Em algum momento de 2024, o e-mail marketing virou assunto de reunião de diretoria de novo. Não por nostalgia - mas porque a inteligência artificial entrou na equação e mudou o que era possível fazer com esse canal que muita gente tinha dado por morto.
O problema é que junto com o avanço real vieram promessas exageradas. Toda plataforma passou a estampar "IA" na homepage, todo benchmark passou a projetar crescimento exponencial, e o profissional de marketing - que precisa entregar resultado na segunda-feira - ficou no meio do furacão tentando separar o que é transformação real do que é marketing de produto bem feito.

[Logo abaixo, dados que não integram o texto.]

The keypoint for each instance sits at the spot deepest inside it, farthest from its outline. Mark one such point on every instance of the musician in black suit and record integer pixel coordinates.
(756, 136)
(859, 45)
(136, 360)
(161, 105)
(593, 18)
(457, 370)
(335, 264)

Este artigo existe para fazer esse corte. Vamos olhar para os dados de mercado mais recentes, para o que especialistas com histórico de pesquisa real estão dizendo, e para o que a IAGENTE observa na prática com mais de 2.500 clientes ativos. O objetivo não é empolgação - é clareza.
O mercado em números: onde a IA já está e onde ainda não chegou
Antes de qualquer argumento qualitativo, os dados de 2024 e 2025 precisam estar na mesa.
O Litmus State of Email 2024 - a pesquisa de referência do setor, conduzida anualmente com profissionais de marketing de dezenas de países - identificou que 41% das equipes já utilizam alguma forma de IA nas suas operações de e-mail marketing. Esse número sobe para 67% quando a pergunta é sobre intenção de adoção nos próximos 12 meses. Entre as equipes que já usam IA, o ganho médio reportado em taxa de abertura foi de 13% - um número relevante, mas que precisa ser lido com cuidado: 13% de melhoria em abertura é diferente de 13 pontos percentuais. Se sua taxa base é 22%, você vai para 24,9% - não para 35%.
A Validity, que publica anualmente o State of Email Deliverability, trouxe um dado que deveria preocupar mais do que preocupa: 1 em cada 5 e-mails legítimos - de empresas com domínio configurado, lista opt-in, sem histórico de spam - não chega à caixa de entrada. Vai para o spam ou some. Esse número se manteve praticamente estável entre 2022 e 2024, o que significa que mais IA na criação de conteúdo não resolve um problema que é de infraestrutura e reputação. São camadas diferentes. Se você não entende a diferença entre elas, a seção sobre entregabilidade mais abaixo neste artigo - e o nosso guia completo sobre como a IA melhora a entregabilidade de e-mail - vai ser importante para você.
A HubSpot publicou em seus benchmarks de 2025 que e-mails segmentados geram 30% mais aberturas e 50% mais cliques do que envios para a base inteira. Esse dado específico é anterior à IA - segmentação já funcionava antes. O que a IA adicionou foi a capacidade de fazer segmentação comportamental em escala, sem precisar criar manualmente dezenas de listas e regras.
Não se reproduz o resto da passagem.